Gabapentin 250 mg is statistically superior to placebo in the treatment of established acute postoperative pain, but the NNT of 11 for at least 50% pain relief over 6 hours with gabapentin 250 mg is of limited clinical value and inferior to commonly used analgesics. Gabapentin 250 mg is not clinically useful as a stand-alone analgesic in established acute postoperative pain, though this is probably the first demonstration of analgesic effect of an antiepileptic in established acute pain.
Gabapentin is an antiepileptic drug, also used in the treatment of neuropathic pain, which is the subject of a Cochrane review, currently under revision. Its efficacy in treating established acute postoperative pain has not been demonstrated.

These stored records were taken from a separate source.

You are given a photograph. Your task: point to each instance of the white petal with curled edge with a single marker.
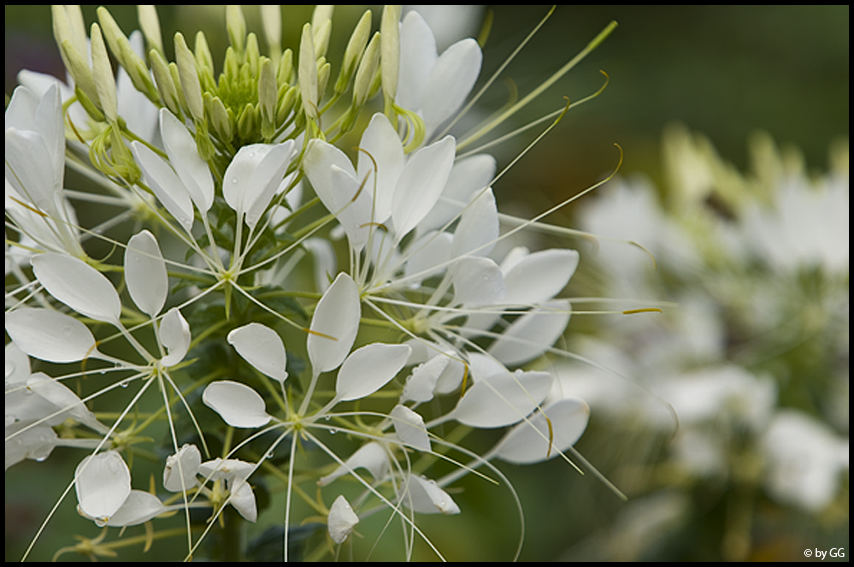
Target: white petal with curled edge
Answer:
(341, 520)
(266, 179)
(477, 281)
(180, 471)
(535, 441)
(49, 335)
(165, 184)
(450, 82)
(417, 57)
(78, 285)
(334, 324)
(368, 369)
(421, 383)
(62, 398)
(237, 404)
(102, 483)
(262, 347)
(539, 276)
(502, 399)
(532, 334)
(183, 154)
(174, 335)
(410, 429)
(421, 183)
(371, 456)
(218, 469)
(243, 499)
(478, 228)
(381, 161)
(145, 273)
(139, 508)
(425, 497)
(468, 177)
(428, 256)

To assess the efficacy and safety of single dose oral gabapentin compared with placebo in established acute postoperative pain using methods that permit comparison with other analgesics.
We searched Cochrane CENTRAL, MEDLINE, EMBASE, and the Oxford Pain Relief Database. Additional studies were sought from reference lists of retrieved articles and reviews. Clinical trials databases were searched for unpublished studies; clinical trial reports of several unpublished studies have been made public following litigation in the US.
Single oral dose, randomised, double-blind, placebo-controlled trials of gabapentin for relief of established moderate to severe postoperative pain in adults.
Studies were assessed for methodological quality and data extracted by two review authors independently. Numbers of participants with at least 50% of maximum possible total pain relief (TOTPAR) or summed pain intensity difference (SPID) with gabapentin or placebo were calculated and used to derive relative benefit (RB) or risk (RR), and number-needed-to-treat-to-benefit (NNT). Numbers of participants using rescue medication, and time to its use, were sought as additional measures of efficacy. Information on adverse events and withdrawals was collected.
Four unpublished studies met inclusion criteria; in three, participants had pain following dental surgery, and one followed major orthopaedic surgery; 177 participants were treated with a single dose of gabapentin 250 mg, 21 with gabapentin 500 mg, and 172 with placebo. At least 50% pain relief over 6 hours was achieved by 15% with gabapentin 250 mg and 5% with placebo; giving a RB of 2.5 (95% CI 1.2 to 5.0) and an NNT of 11 (6.4 to 35). Significantly fewer participants needed rescue medication within 6 hours with gabapentin 250 mg than with placebo; NNT to prevent use 5.8. About one third of participants reported adverse events with both gabapentin 250 mg and placebo. No serious adverse events occurred with gabapentin.